KPT-9274, combined with just one round of chemotherapy, is the focus of treating lymphoma in a clinical trial

Dozer is now three months in remission after treatment with an experimental lymphoma drug.

When Edward Sloan’s dog, Dozer, a 7-year-old bull mastiff went blind seemingly overnight, a devastating diagnosis revealed Dozer had cancer.

Desperate to save his best friend, Sloan found a clinical trial at the Cummings School of Veterinary Medicine at Tufts University, where Abbey Sadowski, DVM, found that Dozer had “lost a lot of weight [and] had several weeks of history before he even saw us.”

Dr. Sadowski and Cheryl London, DVM, Ph.D., are testing an experimental drug—called KPT-9274—combined with just one round of chemotherapy to treat lymphoma.

“We had this remarkable response … when you combine these two things together you can get a dramatic reduction in disease,” Dr. London said.

Early results of the small study have been promising, especially for Sloan and Dozer.

“A single heroic dose … the next day he was able to see,” Sloan said.

Dozer is three months in remission, and his medical reversal of fortune could eventually lead to a breakthrough in human medicine.

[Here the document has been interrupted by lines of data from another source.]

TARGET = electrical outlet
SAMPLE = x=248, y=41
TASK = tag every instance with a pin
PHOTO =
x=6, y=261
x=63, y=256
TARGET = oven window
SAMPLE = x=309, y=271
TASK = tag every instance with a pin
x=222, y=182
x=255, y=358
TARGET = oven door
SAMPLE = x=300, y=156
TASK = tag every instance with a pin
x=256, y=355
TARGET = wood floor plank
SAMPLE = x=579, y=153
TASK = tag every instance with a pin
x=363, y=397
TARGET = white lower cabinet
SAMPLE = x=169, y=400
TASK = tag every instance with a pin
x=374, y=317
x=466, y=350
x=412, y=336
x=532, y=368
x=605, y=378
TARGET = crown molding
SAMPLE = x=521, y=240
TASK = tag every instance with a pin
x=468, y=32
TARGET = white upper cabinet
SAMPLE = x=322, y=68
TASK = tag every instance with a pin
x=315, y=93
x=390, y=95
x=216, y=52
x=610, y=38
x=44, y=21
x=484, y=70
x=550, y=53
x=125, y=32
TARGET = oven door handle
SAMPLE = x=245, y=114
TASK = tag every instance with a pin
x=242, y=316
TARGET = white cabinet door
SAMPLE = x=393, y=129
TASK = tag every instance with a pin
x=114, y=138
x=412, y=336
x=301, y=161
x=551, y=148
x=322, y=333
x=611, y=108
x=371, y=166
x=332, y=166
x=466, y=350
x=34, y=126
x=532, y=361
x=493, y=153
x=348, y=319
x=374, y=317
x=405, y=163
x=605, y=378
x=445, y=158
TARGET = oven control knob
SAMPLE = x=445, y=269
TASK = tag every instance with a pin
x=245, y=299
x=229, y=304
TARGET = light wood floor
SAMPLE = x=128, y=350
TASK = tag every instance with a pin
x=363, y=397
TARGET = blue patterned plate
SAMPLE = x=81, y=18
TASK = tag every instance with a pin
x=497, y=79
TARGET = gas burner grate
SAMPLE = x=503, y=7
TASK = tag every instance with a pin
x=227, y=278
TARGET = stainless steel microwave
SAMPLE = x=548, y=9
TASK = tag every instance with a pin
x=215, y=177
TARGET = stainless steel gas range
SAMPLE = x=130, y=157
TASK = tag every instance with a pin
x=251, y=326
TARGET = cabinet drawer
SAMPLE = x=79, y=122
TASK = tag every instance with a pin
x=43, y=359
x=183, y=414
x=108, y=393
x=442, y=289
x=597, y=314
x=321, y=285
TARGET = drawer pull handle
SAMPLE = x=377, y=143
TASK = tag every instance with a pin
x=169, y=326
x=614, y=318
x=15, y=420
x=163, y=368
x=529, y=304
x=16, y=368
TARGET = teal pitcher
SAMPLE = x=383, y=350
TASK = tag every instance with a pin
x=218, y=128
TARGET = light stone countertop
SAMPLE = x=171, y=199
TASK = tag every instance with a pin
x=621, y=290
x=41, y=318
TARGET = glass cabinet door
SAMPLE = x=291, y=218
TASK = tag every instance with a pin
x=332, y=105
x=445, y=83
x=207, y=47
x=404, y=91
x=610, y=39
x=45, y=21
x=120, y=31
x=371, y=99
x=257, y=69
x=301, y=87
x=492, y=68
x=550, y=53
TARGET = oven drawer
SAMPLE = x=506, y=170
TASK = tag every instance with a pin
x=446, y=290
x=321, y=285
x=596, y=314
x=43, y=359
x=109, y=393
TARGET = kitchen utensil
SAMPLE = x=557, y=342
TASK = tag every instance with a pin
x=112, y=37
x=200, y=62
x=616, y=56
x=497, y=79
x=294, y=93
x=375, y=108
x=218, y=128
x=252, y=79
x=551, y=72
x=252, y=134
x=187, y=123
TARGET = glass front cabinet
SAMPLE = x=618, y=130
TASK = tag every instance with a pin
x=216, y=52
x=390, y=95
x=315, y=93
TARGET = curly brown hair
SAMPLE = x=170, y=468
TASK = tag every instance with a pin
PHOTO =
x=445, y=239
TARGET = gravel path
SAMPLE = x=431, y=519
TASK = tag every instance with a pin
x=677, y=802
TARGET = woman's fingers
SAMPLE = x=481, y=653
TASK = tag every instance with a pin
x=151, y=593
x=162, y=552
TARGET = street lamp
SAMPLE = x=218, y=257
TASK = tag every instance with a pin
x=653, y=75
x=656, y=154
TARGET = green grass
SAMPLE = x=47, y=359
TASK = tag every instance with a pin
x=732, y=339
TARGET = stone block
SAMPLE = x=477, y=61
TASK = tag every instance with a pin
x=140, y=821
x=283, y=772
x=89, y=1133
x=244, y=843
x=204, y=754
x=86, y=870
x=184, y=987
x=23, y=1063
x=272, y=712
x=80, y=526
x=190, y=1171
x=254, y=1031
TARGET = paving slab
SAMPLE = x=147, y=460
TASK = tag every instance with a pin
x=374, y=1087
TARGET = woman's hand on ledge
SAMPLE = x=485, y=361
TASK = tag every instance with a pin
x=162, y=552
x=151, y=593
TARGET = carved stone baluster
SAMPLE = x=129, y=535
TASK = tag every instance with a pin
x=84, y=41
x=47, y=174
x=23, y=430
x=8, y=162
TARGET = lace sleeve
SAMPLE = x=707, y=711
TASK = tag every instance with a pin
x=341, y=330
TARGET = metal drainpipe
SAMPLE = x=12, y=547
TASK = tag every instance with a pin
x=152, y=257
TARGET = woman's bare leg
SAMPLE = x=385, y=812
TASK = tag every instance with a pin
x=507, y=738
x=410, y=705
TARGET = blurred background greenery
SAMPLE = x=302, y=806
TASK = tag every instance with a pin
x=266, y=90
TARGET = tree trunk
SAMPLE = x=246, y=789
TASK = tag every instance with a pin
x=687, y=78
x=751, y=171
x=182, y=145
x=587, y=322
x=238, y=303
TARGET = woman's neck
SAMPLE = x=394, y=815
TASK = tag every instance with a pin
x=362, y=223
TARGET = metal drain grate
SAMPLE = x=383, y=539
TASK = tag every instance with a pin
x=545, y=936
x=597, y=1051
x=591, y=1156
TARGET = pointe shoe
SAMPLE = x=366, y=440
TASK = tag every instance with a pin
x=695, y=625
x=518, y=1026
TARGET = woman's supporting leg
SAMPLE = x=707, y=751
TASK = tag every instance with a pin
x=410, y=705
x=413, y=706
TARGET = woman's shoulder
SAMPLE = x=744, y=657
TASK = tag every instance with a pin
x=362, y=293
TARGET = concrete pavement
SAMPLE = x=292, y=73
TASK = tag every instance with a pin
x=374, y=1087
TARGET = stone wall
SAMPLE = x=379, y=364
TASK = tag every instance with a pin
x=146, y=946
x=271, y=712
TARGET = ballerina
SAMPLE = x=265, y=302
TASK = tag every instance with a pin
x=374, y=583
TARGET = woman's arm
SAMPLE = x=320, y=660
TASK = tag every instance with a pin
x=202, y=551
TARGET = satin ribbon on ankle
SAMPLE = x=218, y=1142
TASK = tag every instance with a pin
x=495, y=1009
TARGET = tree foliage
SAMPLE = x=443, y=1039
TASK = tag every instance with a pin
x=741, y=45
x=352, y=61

London said the outcome of a canine trial is a valuable piece of the research puzzle.

“The benefits to the human side are that you get a drug into humans that’s actually much more likely to work,” London said. “The benefit to the veterinary side is that we get to enroll our patients in clinical trials of novel drugs at little to no cost for them.”

Sloan is happy to have his best friend back—for longer, quality time.

“The fact that’s he’s alive, the fact that he’s doing well and he’s bristling with energy and personality, I would consider miraculous,” he said.